Anyway, that is the bigger picture of Second Corinthians.  A foreshadowing of this conclusion in the reading appointed for this morning at the end of the 4th chapter.    (Finally in conclusion getting to this morning’s reading!)   “Do not lose heart,”  Paul tells the little church of Corinth.   Encouraging them by his own example—encouraging them not to give up or to give in, when believing and proclaiming “the spirit of faith in accordance with scripture” brings not cheers but jeers, not reward but deprivation.  When things are hard, when there is conflict, when there is opposition, when there is loss.  This why what is sometimes called the “prosperity gospel” is so contrary to the spirit of those who knew Jesus best and who lived closest to him.  The idea that our faithfulness of belief and proclamation will rewarded by health and happiness and popularity and prosperity.  How dangerous that can be—magical thinking.  If the “earthly tent” seems perfect, perhaps that would confuse the message and turn our attention away from the “building from God, a house not made with hands, eternal in the heavens,” which is the life we are called to in Christ Jesus.

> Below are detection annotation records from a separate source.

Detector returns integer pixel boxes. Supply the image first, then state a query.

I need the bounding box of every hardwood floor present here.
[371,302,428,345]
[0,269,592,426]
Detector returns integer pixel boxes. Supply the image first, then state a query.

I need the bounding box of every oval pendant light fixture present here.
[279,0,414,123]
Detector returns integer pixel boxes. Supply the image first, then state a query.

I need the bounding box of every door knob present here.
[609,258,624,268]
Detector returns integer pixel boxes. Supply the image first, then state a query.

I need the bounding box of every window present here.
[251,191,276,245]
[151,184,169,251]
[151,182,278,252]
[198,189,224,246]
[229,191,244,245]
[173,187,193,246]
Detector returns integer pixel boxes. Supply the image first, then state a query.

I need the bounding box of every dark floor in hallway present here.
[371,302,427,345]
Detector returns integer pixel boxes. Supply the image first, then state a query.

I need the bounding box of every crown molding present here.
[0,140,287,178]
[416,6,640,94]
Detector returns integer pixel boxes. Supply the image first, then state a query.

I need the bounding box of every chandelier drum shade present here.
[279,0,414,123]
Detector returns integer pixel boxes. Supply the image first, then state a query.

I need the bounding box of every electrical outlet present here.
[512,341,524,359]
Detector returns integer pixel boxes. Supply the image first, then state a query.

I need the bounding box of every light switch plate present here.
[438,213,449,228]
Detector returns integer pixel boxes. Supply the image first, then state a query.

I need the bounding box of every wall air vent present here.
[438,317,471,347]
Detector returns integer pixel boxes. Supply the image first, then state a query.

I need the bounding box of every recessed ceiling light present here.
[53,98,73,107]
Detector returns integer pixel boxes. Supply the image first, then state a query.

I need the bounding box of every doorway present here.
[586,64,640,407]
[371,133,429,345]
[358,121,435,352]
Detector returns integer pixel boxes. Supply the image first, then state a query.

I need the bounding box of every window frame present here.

 I remember our old friend Bishop Henry Scriven talking about a little mission that he and Catherine were called to serve in Argentina many years ago.  As I recall him telling the story, the team had six members when they arrived, with high hopes and great energy, and that was to be the core group to begin a new work, a new congregation.  Several years later, when the Scrivens were forced to leave at the beginning of the Falklands War, Henry tells us that the original group of six had grown through all their efforts to number now . . . . three!  And he talked about how discouraged he and Catherine were as they left—what a sense of failure they felt.  How so much of their ministry had been frustration, hitting one brick wall after another.   Problem after problem.  And then he tells about how 20 years later he received a communication from that congregation.  They were celebrating an anniversary and wanted the Scrivens to return for the occasion.  He was surprised even to know that the mission still existed, but they went, and were astonished to find that what they had left in shambles and on the brink of utter disaster was now a vibrant Christian community of several hundred members—and they were even more astonished to hear that the members of this congregation attributed their life and growth and vitality to the ministry that had begun through Henry and Catherine’s early work.  They were complete failures, yet in the mystery of the working of God, their failure prepared the ground, planted seeds, for something greater to come.


So you can’t always tell.  What looks like victory may be entirely the wrong kind of victory.  What looks like failure may be part of God’s plan for something much greater.   I sometimes remember and quote a famous word from Mother Teresa of Calcutta when she said, “God doesn’t call us to be successful, but only to be faithful.”  If I were writing a study guide to Second Corinthians, and a commentary on the passage we’ve heard this morning,  that quotation would go right at the top of the page.  Perhaps be a great line to write on a 3x5 card and tape to the bathroom mirror, and to read every morning.   “Only to be faithful.”  Because we know the end of the story, because we know his victory, and our victory with him, we can be encouraged in whatever condition we find ourselves.  Top of the mountain or bottom of the heap.  We just keep our eyes on him, speak the truth in love, follow where he leads.  Or as Paul here in Second Corinthians 4: “Just as we have the same spirit of faith that is in accordance with scripture—we also believe, and so we speak, because we know that the one who raised the Lord Jesus will raise us also with Jesus . . . so that grace, as it extends to more and more people, may increase thanksgiving, to the Glory of God.”